Un germen que fructificó con la llegada en marzo de ese año de la avanzada que extendió el accionar combativo rebelde en esos lares y comenzaron a organizarse los primeros Comités Campesinos Revolucionarios, aupados en un Comité Regional, alentado- además- por la inspiración y asesoramiento del joven Raúl Castro.

El histórico Congreso del 21 de septiembre reunió a más de 200 campesinos de las zonas de Mayarí Arriba, hoy perteneciente a la provincia de Santiago de Cuba, y también de Alto Songo, San Luis, Sagua de Tánamo, Banes, Antillas, Guantánamo, Yateras y Baracoa.

Raúl Castro en el Congreso Campesino

El Comandante Raúl Castro, por entonces con 27 años, encabezó junto a dirigentes campesinos aquel cónclave singular. Foto: archivo

En el informe presentado por el líder campesino José Ramírez Cruz, se hizo un análisis de la situación económica, política y social en los campos cubanos, se reforzó el espíritu de unidad con el pueblo, los rebeldes y la clase obrera, y la necesidad de una Reforma Agraria, que iniciaría una transformación profunda de la vida en el campo, luego del triunfo revolucionario que los presentes se comprometieron a ayudar a alcanzar.

Entre los participantes se encontraba la destacada dirigente del M-26-7, en Santiago de Cuba, Vilma Espín Guillois, en aquel momento una combatiente más del II Frente Oriental.

Raúl Castro dijo entonces: “En el día de hoy está creciendo, está gestándose, está naciendo la revolución agraria, que ha de echar las bases de la verdadera Revolución Cubana”. Y anunció que la Revolución por venir era impensable sin una Reforma Agraria.

En julio de 1958 se había constituido el Comité Regional Agrario, presidido por Pepe Ramírez, que agrupaba a campesinos y trabajadores agrícolas de todos los municipios de la zona, quienes demostraron gran interés por sus vindicaciones y por brindar colaboración y apoyo a los rebeldes.

Fue el propio movimiento campesino quien propuso a la Comandancia General del Frente la celebración de un congreso.

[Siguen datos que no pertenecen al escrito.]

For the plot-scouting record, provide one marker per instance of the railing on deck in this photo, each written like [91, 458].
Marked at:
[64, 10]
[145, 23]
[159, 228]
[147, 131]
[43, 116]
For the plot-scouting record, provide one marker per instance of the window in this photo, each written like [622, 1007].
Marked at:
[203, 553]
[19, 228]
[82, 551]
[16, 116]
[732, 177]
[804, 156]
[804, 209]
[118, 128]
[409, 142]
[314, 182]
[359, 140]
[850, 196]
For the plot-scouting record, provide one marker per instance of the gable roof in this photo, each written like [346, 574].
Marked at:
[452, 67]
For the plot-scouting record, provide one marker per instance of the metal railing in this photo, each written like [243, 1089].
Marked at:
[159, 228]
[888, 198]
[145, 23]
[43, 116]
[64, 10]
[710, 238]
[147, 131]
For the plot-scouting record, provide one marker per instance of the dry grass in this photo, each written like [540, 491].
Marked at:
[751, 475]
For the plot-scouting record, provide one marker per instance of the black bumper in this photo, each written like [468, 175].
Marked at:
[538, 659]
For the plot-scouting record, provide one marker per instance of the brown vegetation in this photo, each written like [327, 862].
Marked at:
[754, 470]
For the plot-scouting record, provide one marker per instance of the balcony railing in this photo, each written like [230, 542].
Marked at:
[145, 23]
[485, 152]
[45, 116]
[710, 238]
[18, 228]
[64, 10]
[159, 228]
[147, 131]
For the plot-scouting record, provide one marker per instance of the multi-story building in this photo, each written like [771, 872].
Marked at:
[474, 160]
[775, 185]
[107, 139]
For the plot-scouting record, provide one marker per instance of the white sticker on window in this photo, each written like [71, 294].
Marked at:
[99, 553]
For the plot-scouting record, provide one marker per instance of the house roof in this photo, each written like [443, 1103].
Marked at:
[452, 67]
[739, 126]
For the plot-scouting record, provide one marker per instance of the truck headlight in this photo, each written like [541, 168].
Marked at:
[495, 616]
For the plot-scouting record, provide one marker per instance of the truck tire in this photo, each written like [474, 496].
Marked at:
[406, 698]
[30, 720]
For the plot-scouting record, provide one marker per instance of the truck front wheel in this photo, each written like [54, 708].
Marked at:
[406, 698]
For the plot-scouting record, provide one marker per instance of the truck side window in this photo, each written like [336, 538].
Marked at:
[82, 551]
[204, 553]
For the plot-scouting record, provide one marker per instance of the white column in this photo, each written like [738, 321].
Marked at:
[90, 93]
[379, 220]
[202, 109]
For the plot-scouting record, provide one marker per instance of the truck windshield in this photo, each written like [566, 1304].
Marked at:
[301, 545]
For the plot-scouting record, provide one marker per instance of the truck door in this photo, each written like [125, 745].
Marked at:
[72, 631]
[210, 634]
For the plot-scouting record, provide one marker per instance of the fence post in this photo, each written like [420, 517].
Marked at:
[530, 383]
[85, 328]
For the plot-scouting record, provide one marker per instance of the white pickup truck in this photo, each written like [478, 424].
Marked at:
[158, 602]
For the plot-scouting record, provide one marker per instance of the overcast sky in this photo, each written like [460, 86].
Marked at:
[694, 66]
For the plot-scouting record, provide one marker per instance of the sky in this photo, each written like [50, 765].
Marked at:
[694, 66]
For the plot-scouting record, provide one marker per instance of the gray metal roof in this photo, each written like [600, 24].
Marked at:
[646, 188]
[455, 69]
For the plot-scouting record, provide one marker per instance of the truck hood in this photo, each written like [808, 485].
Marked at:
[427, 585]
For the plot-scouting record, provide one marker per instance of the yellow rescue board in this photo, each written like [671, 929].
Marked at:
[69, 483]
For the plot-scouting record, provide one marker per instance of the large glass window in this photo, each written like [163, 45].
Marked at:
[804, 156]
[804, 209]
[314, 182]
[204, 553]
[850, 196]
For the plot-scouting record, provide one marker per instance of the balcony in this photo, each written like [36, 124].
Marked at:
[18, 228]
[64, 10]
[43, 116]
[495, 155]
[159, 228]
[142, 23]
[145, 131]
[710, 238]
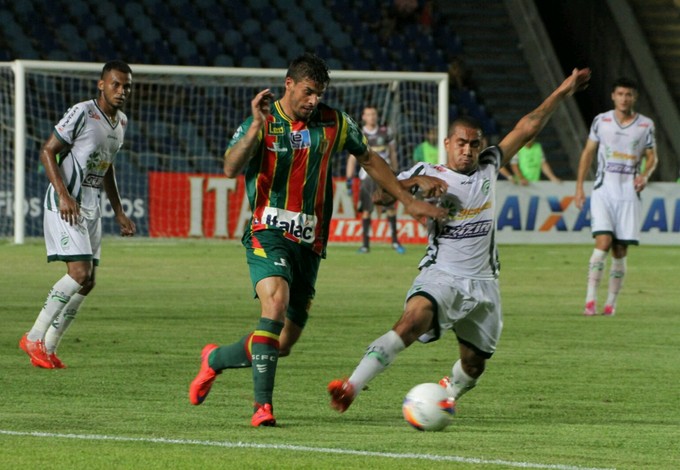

E incluso antes de este, en las faenas preparatorias ya había 84 comités agrarios, con numerosa membresía. Como preludio al cónclave se efectuaron seis grandes concentraciones de pobladores serranos, algunas hasta con un millar de involucrados.

Hoy parece increíble que semejante proeza pudiera lograrse, heroicamente, a contrapelo de las bombas y los bombardeos que lanzaba el Ejército batistiano, bastante frecuentes, de la persecución y torturas de la guardia rural y los sicarios del dictador Fulgencio Batista que hasta allí llegaban con sus manos criminales.

A pesar de que el territorio estaba controlado por el II Frente, no hubo ninguna interferencia de los combatientes en el programa y los objetivos de los dirigentes campesinos. Las elecciones fueron totalmente libres, en una reunión que duró desde las 11 am de 21 de septiembre hasta las 10.45 pm del propio día. Totalmente intensa y fecunda.

Vilma Espín no fue la única mujer, había lugareñas, acompañando a sus esposos o familiares, así como representantes de los obreros agrícolas.

El Congreso Campesino en Armas anunció y reveló el camino que había elegido tomar el campesinado cubano, fiel a sus raíces y tradiciones.

La antesala más honrosa de la Reforma Agraria y de la Revolución agraria que allí daba sus primeros pasos. Un mundo que aún hoy, a 63 años, está en constante transformación, actualización y cambios, acordes a los mandatos de la vida y los tiempos. Con apego a los principios e intereses sagrados de la Patria.